Assessing the Benchmarking Capacity of Machine Reading Comprehension Datasets
This work addresses the need for more precise benchmarking in machine reading comprehension, which is crucial for researchers and practitioners developing and evaluating language understanding systems, though it is incremental as it builds on existing dataset analysis.
The authors tackled the problem of evaluating the benchmarking capacity of machine reading comprehension datasets by proposing a semi-automated, ablation-based methodology, finding that on average, baseline model scores remained high (e.g., 89.2% and 78.5% of original) when key features were removed, indicating many questions do not require intended skills like grammatical reasoning.

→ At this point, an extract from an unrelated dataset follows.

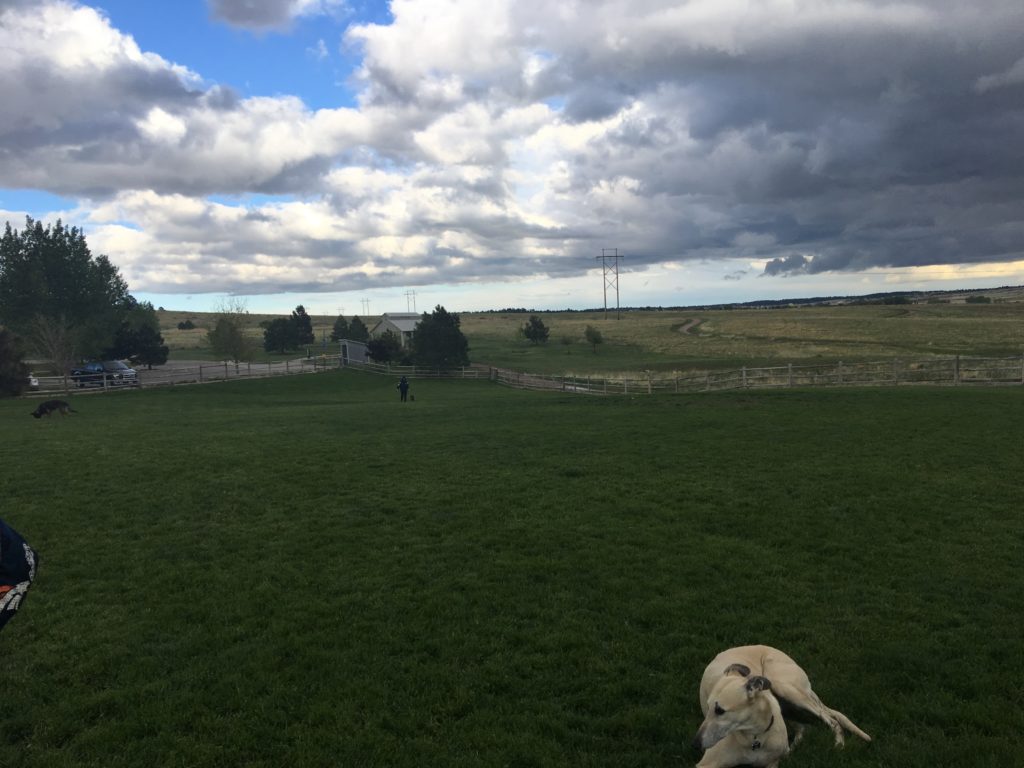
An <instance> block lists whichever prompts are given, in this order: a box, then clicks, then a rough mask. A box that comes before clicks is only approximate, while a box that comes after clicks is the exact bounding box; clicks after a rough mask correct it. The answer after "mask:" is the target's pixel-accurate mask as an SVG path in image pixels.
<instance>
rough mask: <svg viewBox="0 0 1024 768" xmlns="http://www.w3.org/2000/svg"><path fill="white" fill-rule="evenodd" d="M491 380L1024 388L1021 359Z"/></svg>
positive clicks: (520, 375)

Existing analysis work in machine reading comprehension (MRC) is largely concerned with evaluating the capabilities of systems. However, the capabilities of datasets are not assessed for benchmarking language understanding precisely. We propose a semi-automated, ablation-based methodology for this challenge; By checking whether questions can be solved even after removing features associated with a skill requisite for language understanding, we evaluate to what degree the questions do not require the skill. Experiments on 10 datasets (e.g., CoQA, SQuAD v2.0, and RACE) with a strong baseline model show that, for example, the relative scores of a baseline model provided with content words only and with shuffled sentence words in the context are on average 89.2% and 78.5% of the original score, respectively. These results suggest that most of the questions already answered correctly by the model do not necessarily require grammatical and complex reasoning. For precise benchmarking, MRC datasets will need to take extra care in their design to ensure that questions can correctly evaluate the intended skills.